The lesson of this story – that we are indeed a way for the universe to know itself – is at the heart of Ed’s work and calls for nothing less than a paradigmatic shift in consciousness concerning human development. A shift that undoubtedly calls for education that is truly transformative.

Throughout our conversation, Ed makes me realise even more that on humanity’s collective walk forwards in time, we find ourselves in a period of transition with one foot behind us in the industrial, consumer society of the past and our other foot yet to land on solid earth. The path before us is not just one of human significance, but one of great geo-biological significance to the story of the planet itself.

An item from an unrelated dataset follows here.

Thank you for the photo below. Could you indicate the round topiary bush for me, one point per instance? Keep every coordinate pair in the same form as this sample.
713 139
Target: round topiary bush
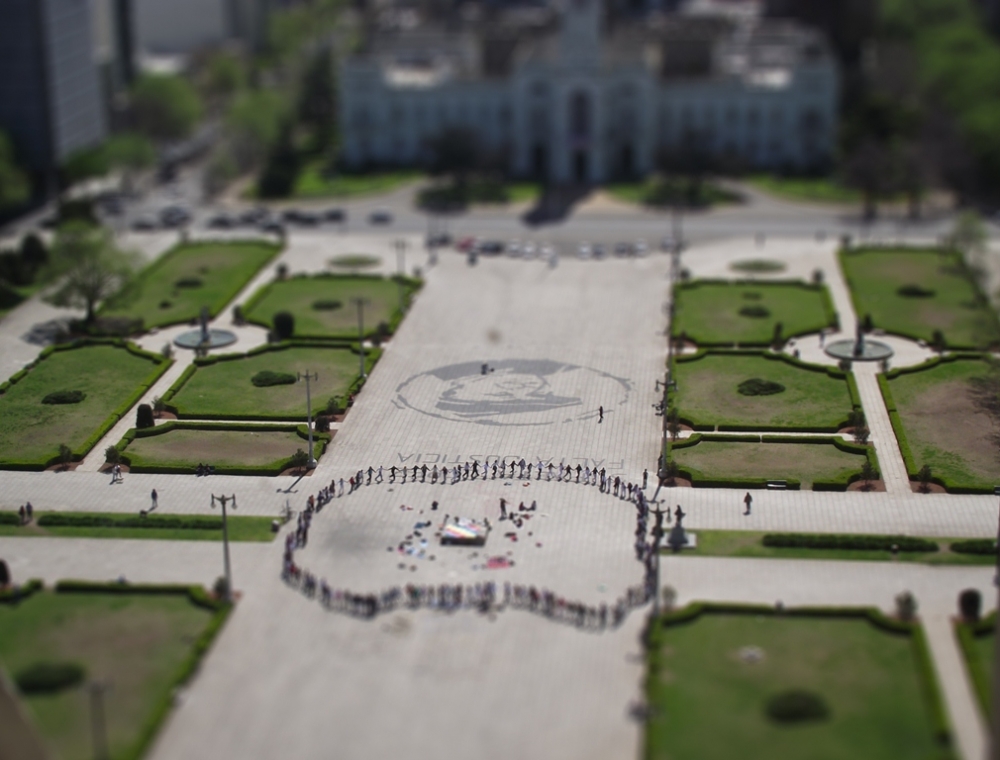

“The evolutionary process in which we are living”, he says, “wants to grow and wants to create and I think we need to be able to pick up on the momentum of creativity and find out where we are in the process.”

We still have much to learn, therefore, in order to walk, let alone run. Having retired in 2004, Ed tells me he has learnt more in the last eight years then he has in his whole life. He sees the processes of evolution more and more and at all levels now then he has ever done. “I have a greater sense of an evolving process of which I am a part. There’s a beauty in it and a wholesomeness – a sense of the sacred.”

When I ask him about the world in 2050, he says: “If we are still here by then, we will have a different attitude towards many different things, including ourselves, in ways that we couldn’t imagine.” Just as earlier generations could not imagine our world now, we cannot foresee our future but it is Ed’s vision that our shared future is one full of awe and reverence for the world. A vision that I hope can teach us all to see the world a little differently over the next 40 years in order to help us to make some of the most striking changes Western civilisation has ever seen. Changes that future generations may otherwise find it impossible to live without.